期刊名称:Proceedings of the National Academy of Sciences
印刷版ISSN:0027-8424
电子版ISSN:1091-6490
出版年度:2022
卷号:119
期号:1
DOI:10.1073/pnas.2111199119
语种:English
出版社:The National Academy of Sciences of the United States of America
摘要:Significance
The SARS-CoV-2 spike protein is responsible for host receptor recognition, membrane fusion, and viral infection. Understanding the cellular and inhibiting the molecular mechanisms of spike-driven viral entry is a research priority in curbing the ongoing pandemic and preventing future coronavirus outbreaks. Here, we highlight that the generation of SARS-CoV-2 S2′ fragments, a proteolytic event occurring within the S2 subunit, is a molecular switch coupled to membrane fusion. Downstream of host receptor recognition, spike-driven syncytia formation requires the presence of an S2′ cleavage site at arginine 815 but not 685. Hence, the proteolytic processing of spike at the S2′ site upon its engagement of host ACE2 may serve as a potential antiviral target against the current SARS-CoV-2 and related coronavirus strains.

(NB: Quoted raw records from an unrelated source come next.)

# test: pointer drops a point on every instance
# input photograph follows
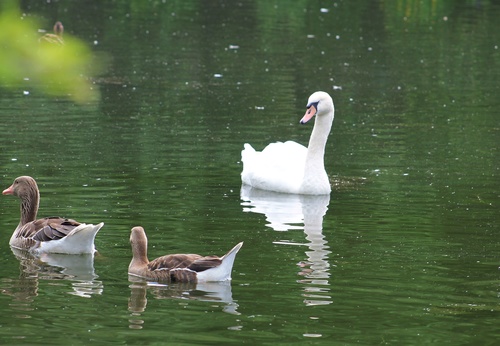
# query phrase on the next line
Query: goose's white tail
(222, 272)
(78, 241)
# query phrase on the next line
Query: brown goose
(50, 234)
(56, 37)
(179, 267)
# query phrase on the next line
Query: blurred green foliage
(29, 61)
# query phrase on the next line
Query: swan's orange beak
(311, 111)
(8, 191)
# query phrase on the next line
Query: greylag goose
(187, 268)
(56, 37)
(290, 167)
(50, 234)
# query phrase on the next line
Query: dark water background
(404, 251)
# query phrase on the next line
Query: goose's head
(319, 103)
(58, 29)
(23, 187)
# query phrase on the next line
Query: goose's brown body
(189, 268)
(50, 234)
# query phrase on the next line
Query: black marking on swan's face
(315, 104)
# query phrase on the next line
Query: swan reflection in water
(285, 212)
(216, 292)
(77, 269)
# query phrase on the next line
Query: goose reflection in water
(215, 292)
(286, 212)
(77, 269)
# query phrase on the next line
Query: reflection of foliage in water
(53, 68)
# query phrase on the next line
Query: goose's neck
(29, 206)
(140, 254)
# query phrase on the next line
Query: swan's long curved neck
(317, 143)
(29, 207)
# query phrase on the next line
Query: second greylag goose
(56, 37)
(189, 268)
(50, 234)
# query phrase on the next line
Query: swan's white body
(290, 167)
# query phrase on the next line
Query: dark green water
(404, 250)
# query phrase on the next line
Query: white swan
(290, 167)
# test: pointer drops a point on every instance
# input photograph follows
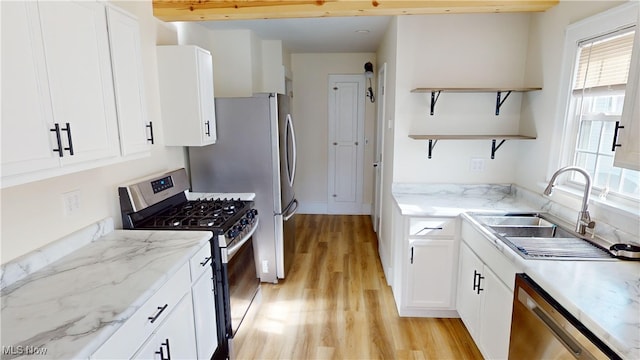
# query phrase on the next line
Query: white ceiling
(310, 35)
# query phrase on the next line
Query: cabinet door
(174, 338)
(431, 274)
(495, 316)
(468, 299)
(79, 70)
(628, 155)
(207, 106)
(126, 59)
(204, 312)
(27, 143)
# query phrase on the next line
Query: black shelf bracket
(494, 148)
(432, 144)
(434, 100)
(500, 102)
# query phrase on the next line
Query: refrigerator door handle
(288, 213)
(291, 168)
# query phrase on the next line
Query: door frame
(357, 206)
(378, 189)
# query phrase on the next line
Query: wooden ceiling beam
(204, 10)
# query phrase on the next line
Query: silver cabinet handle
(153, 318)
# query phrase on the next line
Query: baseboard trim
(323, 208)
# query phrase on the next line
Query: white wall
(544, 63)
(545, 113)
(32, 214)
(470, 50)
(310, 112)
(387, 53)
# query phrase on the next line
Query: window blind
(604, 62)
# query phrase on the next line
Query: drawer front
(133, 333)
(432, 227)
(200, 262)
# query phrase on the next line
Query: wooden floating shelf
(433, 140)
(471, 137)
(461, 89)
(435, 93)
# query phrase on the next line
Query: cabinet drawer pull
(429, 228)
(67, 129)
(152, 319)
(150, 127)
(206, 260)
(161, 352)
(477, 279)
(56, 129)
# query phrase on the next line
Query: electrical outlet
(71, 202)
(476, 165)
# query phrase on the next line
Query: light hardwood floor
(335, 304)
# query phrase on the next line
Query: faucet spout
(584, 219)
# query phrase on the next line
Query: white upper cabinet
(185, 74)
(59, 107)
(76, 47)
(26, 108)
(136, 131)
(627, 155)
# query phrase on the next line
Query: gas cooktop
(202, 214)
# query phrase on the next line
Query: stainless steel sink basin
(540, 236)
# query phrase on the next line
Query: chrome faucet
(584, 219)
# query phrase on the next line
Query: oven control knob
(232, 233)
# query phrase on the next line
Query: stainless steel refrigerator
(255, 152)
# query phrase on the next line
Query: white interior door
(346, 144)
(376, 215)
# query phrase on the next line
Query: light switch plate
(71, 202)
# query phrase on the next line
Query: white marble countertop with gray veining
(603, 295)
(70, 306)
(452, 200)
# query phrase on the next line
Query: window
(595, 105)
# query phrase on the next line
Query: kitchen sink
(540, 236)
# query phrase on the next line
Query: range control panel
(161, 184)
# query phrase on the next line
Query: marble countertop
(604, 296)
(68, 308)
(453, 200)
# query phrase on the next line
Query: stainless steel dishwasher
(542, 329)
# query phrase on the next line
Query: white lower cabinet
(204, 310)
(428, 266)
(484, 304)
(430, 283)
(174, 338)
(177, 322)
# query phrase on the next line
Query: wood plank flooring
(335, 304)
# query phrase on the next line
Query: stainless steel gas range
(160, 203)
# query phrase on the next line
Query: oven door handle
(232, 250)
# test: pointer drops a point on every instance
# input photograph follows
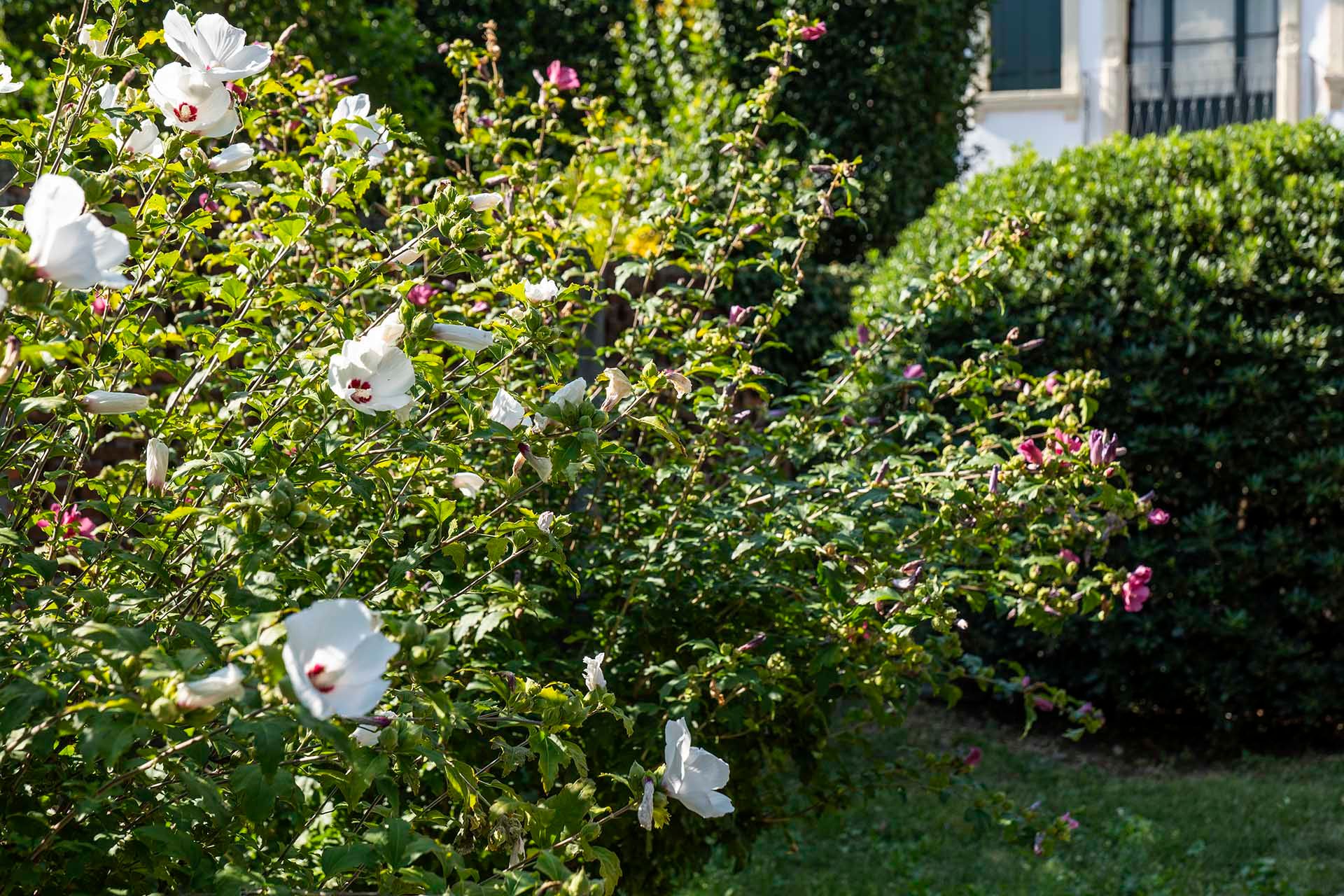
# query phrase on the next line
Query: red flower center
(318, 675)
(363, 391)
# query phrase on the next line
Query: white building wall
(1053, 121)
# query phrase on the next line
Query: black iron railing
(1195, 99)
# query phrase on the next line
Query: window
(1025, 45)
(1200, 64)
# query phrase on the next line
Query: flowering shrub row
(385, 520)
(1199, 273)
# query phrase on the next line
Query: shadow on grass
(1249, 828)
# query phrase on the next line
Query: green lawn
(1254, 827)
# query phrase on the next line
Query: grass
(1250, 828)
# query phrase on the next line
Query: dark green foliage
(888, 83)
(1202, 273)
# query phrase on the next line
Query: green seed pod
(300, 429)
(422, 324)
(280, 503)
(164, 710)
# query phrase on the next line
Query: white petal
(218, 39)
(543, 292)
(470, 337)
(507, 412)
(182, 38)
(156, 464)
(675, 751)
(468, 484)
(396, 374)
(356, 700)
(55, 200)
(593, 676)
(706, 804)
(484, 202)
(244, 64)
(214, 688)
(340, 624)
(705, 770)
(571, 393)
(233, 159)
(647, 805)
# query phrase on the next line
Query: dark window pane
(1148, 22)
(1025, 41)
(1200, 64)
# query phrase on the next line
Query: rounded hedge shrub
(1202, 273)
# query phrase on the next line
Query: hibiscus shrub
(1200, 273)
(327, 567)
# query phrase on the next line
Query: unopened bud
(11, 358)
(753, 644)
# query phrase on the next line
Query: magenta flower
(421, 293)
(70, 519)
(558, 76)
(1030, 451)
(1065, 442)
(1135, 590)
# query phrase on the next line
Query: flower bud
(11, 358)
(105, 402)
(484, 202)
(679, 382)
(156, 464)
(617, 387)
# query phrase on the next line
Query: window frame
(1066, 99)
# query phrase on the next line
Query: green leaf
(662, 429)
(253, 792)
(343, 858)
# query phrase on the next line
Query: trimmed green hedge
(1203, 273)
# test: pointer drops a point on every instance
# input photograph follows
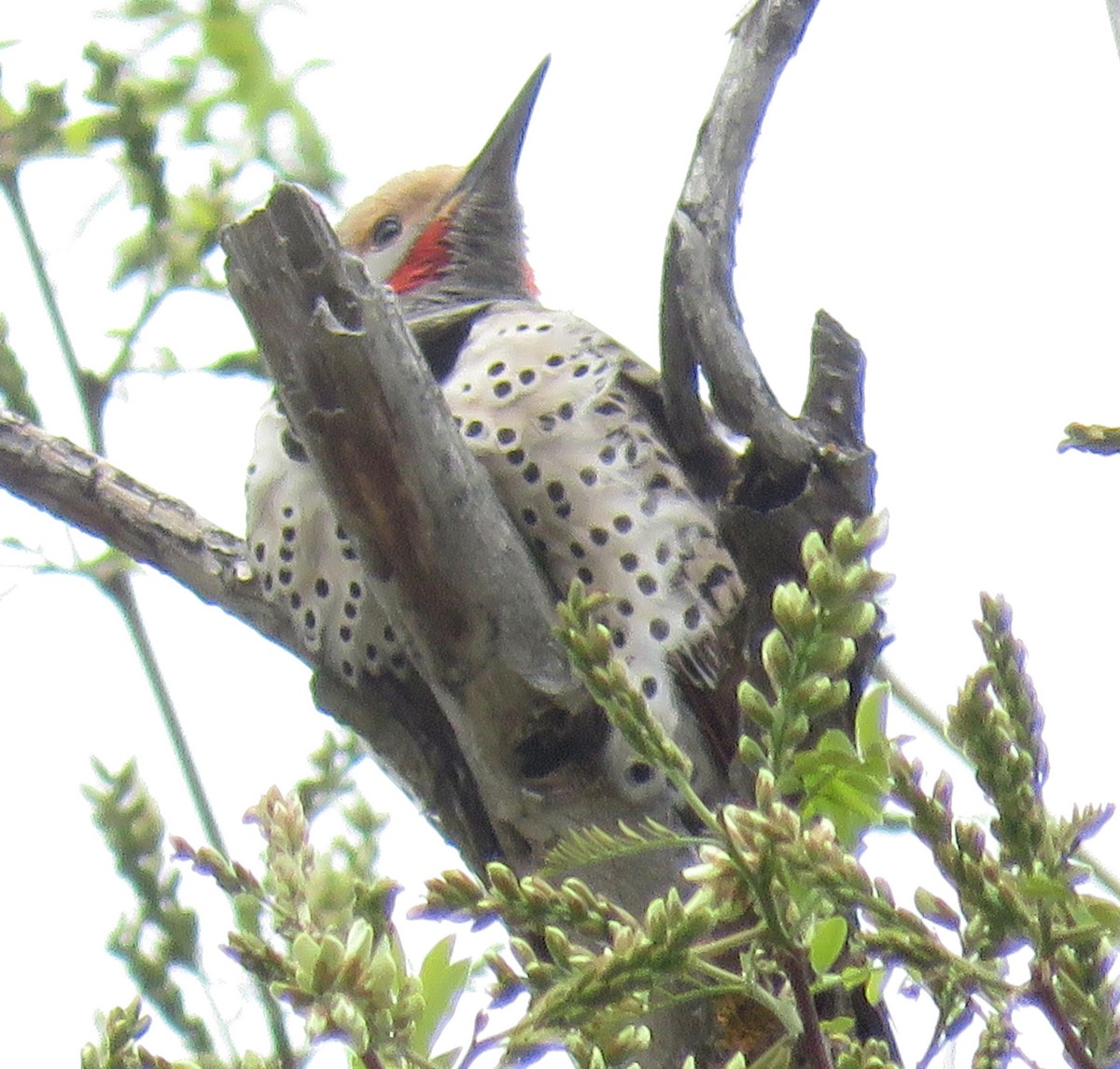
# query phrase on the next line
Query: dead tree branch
(93, 496)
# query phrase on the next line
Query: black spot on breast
(638, 772)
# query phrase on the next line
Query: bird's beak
(493, 169)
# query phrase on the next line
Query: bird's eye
(385, 230)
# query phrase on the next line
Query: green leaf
(872, 718)
(31, 133)
(14, 391)
(828, 942)
(442, 983)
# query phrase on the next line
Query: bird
(566, 421)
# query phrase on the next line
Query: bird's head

The COVID-19 pandemic caused by severe acute respiratory syndrome coronavirus 2 (SARS-CoV-2) infection has resulted in tremendous loss worldwide. Although viral spike (S) protein binding of angiotensin-converting enzyme 2 (ACE2) has been established, the functional consequences of the initial receptor binding and the stepwise fusion process are not clear. By utilizing a cell–cell fusion system, in complement with a pseudoviral infection model, we found that the spike engagement of ACE2 primed the generation of S2′ fragments in target cells, a key proteolytic event coupled with spike-mediated membrane fusion. Mutagenesis of an S2′ cleavage site at the arginine (R) 815, but not an S2 cleavage site at arginine 685, was sufficient to prevent subsequent syncytia formation and infection in a variety of cell lines and primary cells isolated from human ACE2 knock-in mice. The requirement for S2′ cleavage at the R815 site was also broadly shared by other SARS-CoV-2 spike variants, such as the Alpha, Beta, and Delta variants of concern. Thus, our study highlights an essential role for host receptor engagement and the key residue of spike for proteolytic activation, and uncovers a targetable mechanism for host cell infection by SARS-CoV-2.